02 July 2009

Whose Money Is It?

Last night, while sitting at a desk in the faculty office of the technical institute, I listened to full-time faculty discuss what they should put on expense reports to claim as reimbursable items. While they debated writing down mileage driven to/from work and foodstuff purchased for personal use in meetings/classrooms, I thought about the expense reports I had submitted or approved while working for other companies.

In the act of performing your job duties, what is a reasonable expense for your job (or any job, if there are such things as universal duties) versus what are expenses that go above and beyond reasonable expectations?

From my experience, I suspect some people view companies as cash cows and the employees are allowed to feed off the company until the company says "no." Other people view companies they work for as if they're the owners and they take care not to syphon cash from a company so the company has the opportunity to use its money for dividends to stockholders, rewards to employees, community development, stock repurchase and/or increase in research and development.

Ultimately, approval of an expense report rests on the shoulders of the supervisory/management job holders, no matter whether the organization is public or private, because the supervisors and managers are the caretakers of an organization (or should be).

I am not you. I don't know what motivates you to get up in the morning and find something to eat. I don't know if you have more money than you need but not more than you want (or think you need). I don't know if you struggle to feed a family with 10 children. I am like you, though, in that I'm a human living on this planet. I know what humans are capable of, from the grandest dreams to the vilest deeds - people will do whatever it takes to get what they think they need.

I don't expect humans to constantly make altruistic decisions or think conscientiously. Too many of us (and I include me here, of course) walk through the day on autopilot, having thoughts without thinking. We have our rutted paths that we take in comfort, or if we don't we seek them. This is not just human nature, it's life itself that optimizes energy output in order to minimize energy input (or vice versa, I suppose).

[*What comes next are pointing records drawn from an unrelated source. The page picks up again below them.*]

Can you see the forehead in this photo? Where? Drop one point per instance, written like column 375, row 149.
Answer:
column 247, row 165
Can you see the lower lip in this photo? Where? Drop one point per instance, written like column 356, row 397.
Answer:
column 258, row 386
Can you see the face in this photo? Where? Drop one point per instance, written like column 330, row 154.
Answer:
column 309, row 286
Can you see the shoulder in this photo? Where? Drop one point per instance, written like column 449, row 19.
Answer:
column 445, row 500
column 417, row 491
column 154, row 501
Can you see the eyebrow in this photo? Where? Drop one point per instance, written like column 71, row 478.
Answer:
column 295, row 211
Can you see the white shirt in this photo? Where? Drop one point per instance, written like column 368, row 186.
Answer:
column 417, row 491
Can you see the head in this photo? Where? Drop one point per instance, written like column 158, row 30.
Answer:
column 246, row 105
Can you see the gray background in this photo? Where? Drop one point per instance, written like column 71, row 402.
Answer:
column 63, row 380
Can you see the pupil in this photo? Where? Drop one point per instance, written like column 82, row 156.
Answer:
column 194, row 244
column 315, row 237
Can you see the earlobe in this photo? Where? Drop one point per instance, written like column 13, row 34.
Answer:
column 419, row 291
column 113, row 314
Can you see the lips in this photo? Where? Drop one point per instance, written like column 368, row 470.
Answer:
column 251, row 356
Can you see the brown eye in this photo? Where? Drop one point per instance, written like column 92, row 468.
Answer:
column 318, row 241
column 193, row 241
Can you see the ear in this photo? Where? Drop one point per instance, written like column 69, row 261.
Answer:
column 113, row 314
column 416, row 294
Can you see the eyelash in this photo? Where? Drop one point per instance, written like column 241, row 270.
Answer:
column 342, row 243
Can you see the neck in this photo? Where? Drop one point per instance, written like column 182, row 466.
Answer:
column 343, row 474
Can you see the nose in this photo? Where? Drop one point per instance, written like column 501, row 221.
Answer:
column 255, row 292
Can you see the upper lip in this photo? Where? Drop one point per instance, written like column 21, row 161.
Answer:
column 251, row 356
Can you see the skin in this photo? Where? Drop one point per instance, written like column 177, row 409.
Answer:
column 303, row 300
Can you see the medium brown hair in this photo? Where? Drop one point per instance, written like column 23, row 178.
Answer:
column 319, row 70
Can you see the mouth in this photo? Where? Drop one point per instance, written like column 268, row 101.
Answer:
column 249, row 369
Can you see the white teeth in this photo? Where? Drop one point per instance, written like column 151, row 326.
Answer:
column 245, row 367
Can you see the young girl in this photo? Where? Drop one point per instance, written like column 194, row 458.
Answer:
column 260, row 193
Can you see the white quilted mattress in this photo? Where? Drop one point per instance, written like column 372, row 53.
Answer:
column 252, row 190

So, when you sit down to fill out an expense report, are you "taking care of number one" and getting all the money a company will give you, or are you viewing a company and its money as representative of a group of humans of which we're all a part, making sure that the money you don't try to claim is being spent by the company in ways that are beneficial to the whole (as opposed to hoarded by a few)?

A company is just an entity, a corpus without a body. For the most part, you can find out what the company is made of and how its inputs and outputs work. Sometimes you have to ask to get more information but most companies will share information with you if you can easily prove your intent is to find out and support the company's investment goals. The technical institute for which I provide temporary services has public documents that allow me to trace its investments - I can comfortably say the institute has satisfied my desire to see them support the local and regional communities so I am interested in making sure they have the money to continue this support, including careful scrutiny of expense reports.

A company that simply builds cash reserves with no other goal than to protect itself has, in my opinion, little chance of being protected by its caretakers - the supervisors and management - who hold the spigot of the flow of company cash. Government entities and the companies contracted to work for them are often encouraged to overspend so that budgets do not get decreased the next year, thus pushing people in the public sector to approve excessive expense reports when yearly expenditures have been too lean. People voice their opinions and demonstrate habits in many ways - the silent expense report approval process is one of them.

The wise person keeps a finger on the pulse of the company s/he works for, including what people are saying about expense reports. If many people are padding their expense reports and getting them approved up the management chain, it says a lot about the company and the people who work for it. I've worked for companies where the president/CEO reviewed expense reports down to the level of pencil purchases - that's a bad sign of both mistrust and poor cash flow, especially for a company with more than a few hundred employees. On the other hand, I've worked for companies where the monetary approval levels were mere guidelines and large purchases were approved with hardly a glance because people were moving in and out of jobs so fast during periods of quick company expansion that no one worried about repercussions/reprimands. In both cases, the actions spoke volumes about the companies' conditions and the employees who worked there.

What are expense reports saying about your workplace? What are your expense report requests saying about you? I guess it depends on whose money you think it is and how much you want/need to support your habits.

After writing this blog entry, I don't feel good; however, it reflects how I felt last night after hearing some of the requests and assumptions about what one person could put on an expense report. I still have a knot in my stomach and don't believe I can look one person in the eye again. But I'm going to try to see eye-to-eye so I can keep a line of communication open with that person and hope to get that person to see the world as a group of us. When we take from anyone or anything, there are consequences that go beyond the immediate, that go outside the moments in which we live. The pebbles we drop make waves that live into the next moment for us and others - live your life as if you're the pebble, the waves, the next moments and the others.